Après toutes les qualités que j’ai cité, on pourrait croire qu’on tient là le film de l’année, mais malheureusement non car le film est tout de même loin d’être parfait. Je ne retiendrai que trois gros défauts, mais qui suffisent régulièrement à se sentir un peu sorti du film. En premier lieu, la longueur du film, dont je me méfiais un peu avant le film, est excessive. Le film aurait pu durer une vingtaine de minutes de moins afin d’être plus concis et mieux rythmé. On sent une volonté d’exhaustivité, qui en soi n’est pas réprimandable, mais gêne un peu l’immersion car tout n’avait pas besoin d’être raconté.
Ensuite viennent les dialogues, qui si la plupart du temps sont assez bien écrits, sonnent parfois faux, un peu pompeux ou trop portés sur la formule qui fait mouche. Malheureusement s’ils sonnent faux, c’est souvent du au dernier défaut que je tenais à citer : l’emploi d’acteurs amateurs. Encore une fois la volonté est bonne, Kassovitz voulait impliquer les kanaks dans la réalisation du film, mais ceci ruine totalement la portée de certains dialogues tant l’amateurisme est flagrant.

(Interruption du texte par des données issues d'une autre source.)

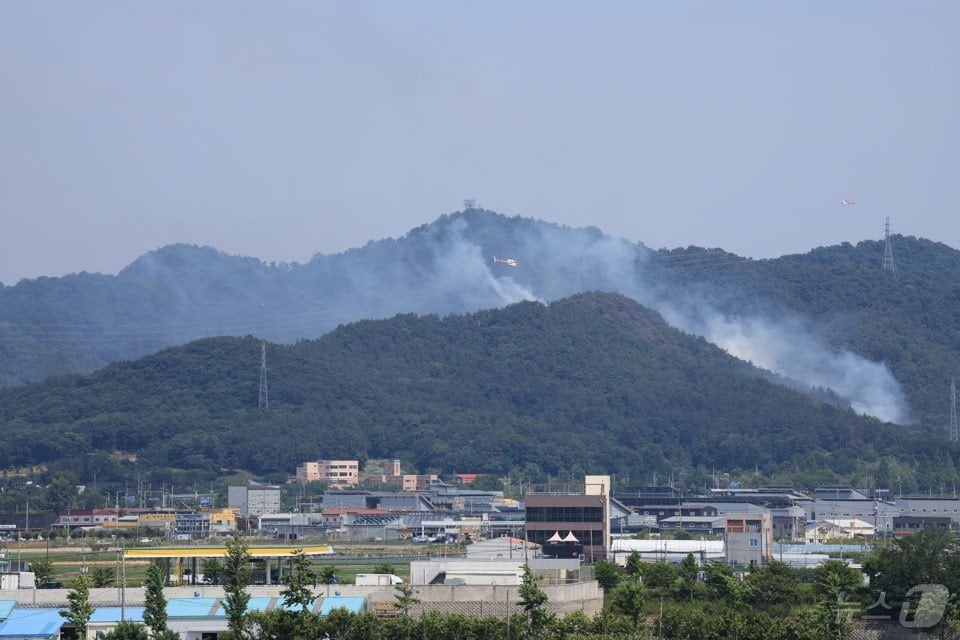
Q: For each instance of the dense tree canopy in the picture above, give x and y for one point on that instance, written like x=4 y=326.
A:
x=594 y=383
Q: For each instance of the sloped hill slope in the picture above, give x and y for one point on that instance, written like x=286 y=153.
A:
x=594 y=383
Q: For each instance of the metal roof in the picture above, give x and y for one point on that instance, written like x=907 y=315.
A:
x=221 y=552
x=353 y=604
x=31 y=623
x=116 y=614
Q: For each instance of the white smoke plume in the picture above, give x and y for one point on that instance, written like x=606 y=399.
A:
x=788 y=348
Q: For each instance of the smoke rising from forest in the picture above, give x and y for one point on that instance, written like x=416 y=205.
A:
x=556 y=262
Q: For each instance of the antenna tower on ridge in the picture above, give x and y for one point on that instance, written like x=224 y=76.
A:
x=264 y=400
x=888 y=251
x=954 y=431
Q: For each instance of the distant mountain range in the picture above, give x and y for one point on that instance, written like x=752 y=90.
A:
x=588 y=384
x=829 y=322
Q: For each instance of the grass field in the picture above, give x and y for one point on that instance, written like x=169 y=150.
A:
x=89 y=556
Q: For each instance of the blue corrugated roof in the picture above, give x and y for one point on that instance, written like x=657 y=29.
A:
x=353 y=604
x=256 y=604
x=33 y=623
x=194 y=608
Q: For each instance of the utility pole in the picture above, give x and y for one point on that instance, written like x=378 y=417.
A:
x=954 y=432
x=888 y=251
x=264 y=402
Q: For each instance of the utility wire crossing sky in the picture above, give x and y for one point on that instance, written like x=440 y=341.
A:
x=278 y=130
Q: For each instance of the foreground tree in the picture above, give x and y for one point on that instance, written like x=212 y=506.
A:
x=297 y=593
x=607 y=574
x=533 y=599
x=101 y=577
x=127 y=630
x=42 y=571
x=237 y=575
x=79 y=610
x=628 y=598
x=155 y=606
x=211 y=568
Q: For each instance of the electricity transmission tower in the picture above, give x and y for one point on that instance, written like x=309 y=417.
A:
x=888 y=251
x=954 y=432
x=264 y=400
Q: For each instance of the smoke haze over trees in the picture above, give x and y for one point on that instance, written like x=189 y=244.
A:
x=829 y=320
x=589 y=384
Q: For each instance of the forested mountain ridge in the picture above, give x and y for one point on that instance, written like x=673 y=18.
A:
x=908 y=319
x=594 y=383
x=829 y=319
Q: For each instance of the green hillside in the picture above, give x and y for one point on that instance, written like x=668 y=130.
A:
x=594 y=383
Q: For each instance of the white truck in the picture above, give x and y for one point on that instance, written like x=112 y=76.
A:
x=377 y=580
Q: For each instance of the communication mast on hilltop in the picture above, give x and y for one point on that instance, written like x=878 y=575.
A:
x=888 y=251
x=954 y=431
x=264 y=402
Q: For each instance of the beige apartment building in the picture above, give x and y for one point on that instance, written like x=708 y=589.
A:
x=336 y=473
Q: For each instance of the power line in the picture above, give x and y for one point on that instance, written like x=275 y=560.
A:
x=888 y=251
x=264 y=402
x=954 y=432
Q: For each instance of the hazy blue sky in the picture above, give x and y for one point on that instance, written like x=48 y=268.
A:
x=281 y=129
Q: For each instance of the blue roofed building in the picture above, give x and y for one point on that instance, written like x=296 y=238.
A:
x=194 y=618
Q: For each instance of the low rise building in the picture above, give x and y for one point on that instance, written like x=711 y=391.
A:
x=748 y=539
x=335 y=473
x=254 y=499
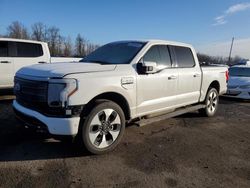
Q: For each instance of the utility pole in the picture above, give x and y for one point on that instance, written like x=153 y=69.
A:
x=230 y=53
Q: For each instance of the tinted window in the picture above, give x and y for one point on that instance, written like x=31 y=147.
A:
x=115 y=53
x=28 y=49
x=3 y=49
x=184 y=57
x=165 y=57
x=158 y=54
x=239 y=71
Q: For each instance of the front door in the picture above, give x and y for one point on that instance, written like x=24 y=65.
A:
x=156 y=92
x=6 y=66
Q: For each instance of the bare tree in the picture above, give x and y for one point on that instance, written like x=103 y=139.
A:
x=80 y=46
x=53 y=36
x=90 y=47
x=39 y=31
x=17 y=30
x=67 y=47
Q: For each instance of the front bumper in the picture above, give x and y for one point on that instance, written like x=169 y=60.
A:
x=54 y=125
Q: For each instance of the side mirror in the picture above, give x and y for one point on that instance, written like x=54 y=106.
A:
x=147 y=67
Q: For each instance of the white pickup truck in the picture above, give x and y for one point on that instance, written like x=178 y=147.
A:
x=16 y=53
x=118 y=83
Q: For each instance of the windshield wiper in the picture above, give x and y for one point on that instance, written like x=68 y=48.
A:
x=98 y=62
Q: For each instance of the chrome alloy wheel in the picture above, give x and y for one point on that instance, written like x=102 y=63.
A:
x=212 y=102
x=104 y=128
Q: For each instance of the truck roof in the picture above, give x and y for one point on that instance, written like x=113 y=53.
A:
x=20 y=40
x=156 y=41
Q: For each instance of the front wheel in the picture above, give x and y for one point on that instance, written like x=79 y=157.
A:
x=103 y=128
x=211 y=103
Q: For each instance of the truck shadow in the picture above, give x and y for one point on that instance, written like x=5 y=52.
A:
x=17 y=144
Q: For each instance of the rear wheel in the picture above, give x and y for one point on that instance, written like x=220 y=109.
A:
x=211 y=103
x=103 y=128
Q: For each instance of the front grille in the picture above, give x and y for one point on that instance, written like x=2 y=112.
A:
x=31 y=93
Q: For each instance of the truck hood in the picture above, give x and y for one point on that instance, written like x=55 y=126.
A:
x=62 y=69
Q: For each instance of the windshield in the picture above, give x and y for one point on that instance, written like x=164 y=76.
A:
x=115 y=53
x=239 y=71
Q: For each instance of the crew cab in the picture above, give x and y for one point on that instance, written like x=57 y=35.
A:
x=16 y=53
x=118 y=83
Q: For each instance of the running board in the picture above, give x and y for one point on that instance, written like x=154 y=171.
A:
x=177 y=112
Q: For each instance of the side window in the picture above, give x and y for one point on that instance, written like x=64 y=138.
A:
x=184 y=57
x=3 y=49
x=158 y=54
x=153 y=55
x=28 y=49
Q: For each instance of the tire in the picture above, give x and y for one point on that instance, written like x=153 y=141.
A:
x=211 y=102
x=102 y=129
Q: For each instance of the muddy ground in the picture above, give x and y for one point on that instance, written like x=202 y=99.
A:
x=186 y=151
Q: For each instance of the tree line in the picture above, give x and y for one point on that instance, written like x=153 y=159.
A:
x=63 y=46
x=58 y=44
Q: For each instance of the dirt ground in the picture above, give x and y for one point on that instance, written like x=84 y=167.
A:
x=186 y=151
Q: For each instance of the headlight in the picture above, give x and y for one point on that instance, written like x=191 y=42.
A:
x=245 y=87
x=59 y=90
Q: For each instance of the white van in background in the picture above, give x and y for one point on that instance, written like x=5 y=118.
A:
x=16 y=53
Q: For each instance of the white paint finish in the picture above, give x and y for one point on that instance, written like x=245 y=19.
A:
x=64 y=59
x=62 y=69
x=8 y=70
x=151 y=93
x=189 y=85
x=156 y=91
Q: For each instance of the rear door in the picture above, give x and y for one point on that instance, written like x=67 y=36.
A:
x=6 y=66
x=189 y=72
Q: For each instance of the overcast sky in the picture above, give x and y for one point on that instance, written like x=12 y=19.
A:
x=208 y=24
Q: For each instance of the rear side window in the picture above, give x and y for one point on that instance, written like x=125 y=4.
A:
x=28 y=49
x=184 y=57
x=158 y=54
x=3 y=49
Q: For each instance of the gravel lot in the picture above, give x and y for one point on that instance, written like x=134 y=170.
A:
x=187 y=151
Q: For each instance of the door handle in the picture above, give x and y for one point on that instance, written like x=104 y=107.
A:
x=196 y=75
x=172 y=77
x=5 y=62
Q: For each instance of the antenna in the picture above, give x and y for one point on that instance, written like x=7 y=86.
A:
x=230 y=53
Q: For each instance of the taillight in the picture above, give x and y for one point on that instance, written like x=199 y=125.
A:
x=227 y=75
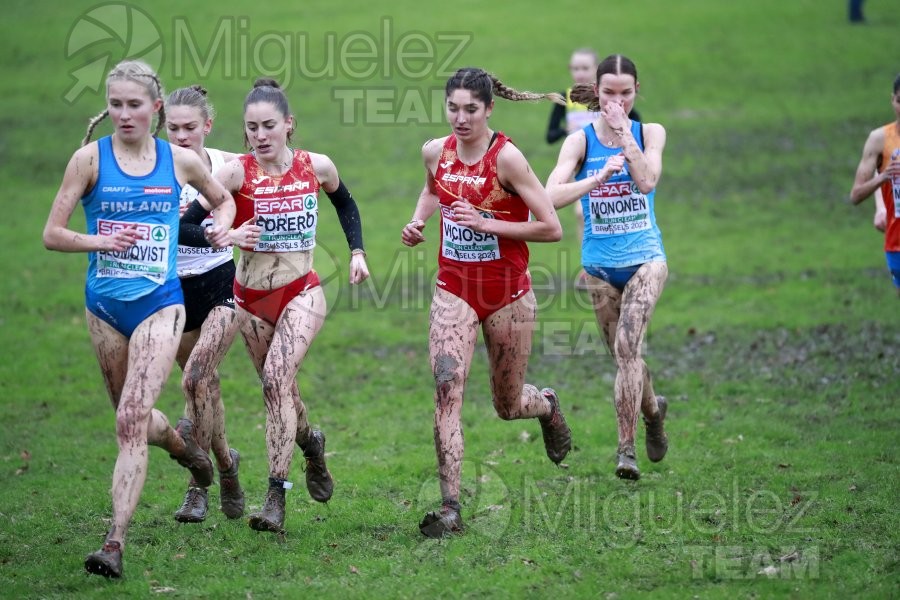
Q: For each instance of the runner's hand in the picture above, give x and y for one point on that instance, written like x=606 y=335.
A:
x=217 y=236
x=246 y=236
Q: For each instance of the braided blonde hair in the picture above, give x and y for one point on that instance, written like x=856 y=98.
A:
x=138 y=72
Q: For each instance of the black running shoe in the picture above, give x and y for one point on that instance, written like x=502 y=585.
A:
x=656 y=440
x=557 y=436
x=194 y=459
x=231 y=495
x=319 y=483
x=193 y=509
x=106 y=561
x=627 y=467
x=446 y=521
x=271 y=517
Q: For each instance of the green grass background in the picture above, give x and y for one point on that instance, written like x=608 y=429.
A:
x=776 y=339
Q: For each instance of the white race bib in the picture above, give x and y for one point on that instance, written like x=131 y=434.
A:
x=464 y=244
x=617 y=208
x=149 y=257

Cependant je préfère ce genre de défauts dus à l’ambition du projet et la dévotion totale montrée par le réalisateur à son sujet, que des défauts à mettre sur le dos de la fainéantise. Le film est terriblement ambitieux, traite intelligemment et impartialement un sujet casse-gueule s’il en est, et montre une certaine virtuosité technique qui fait plaisir à voir. Malgré ses défauts, un film à ne pas rater pour découvrir une page sombre de notre histoire.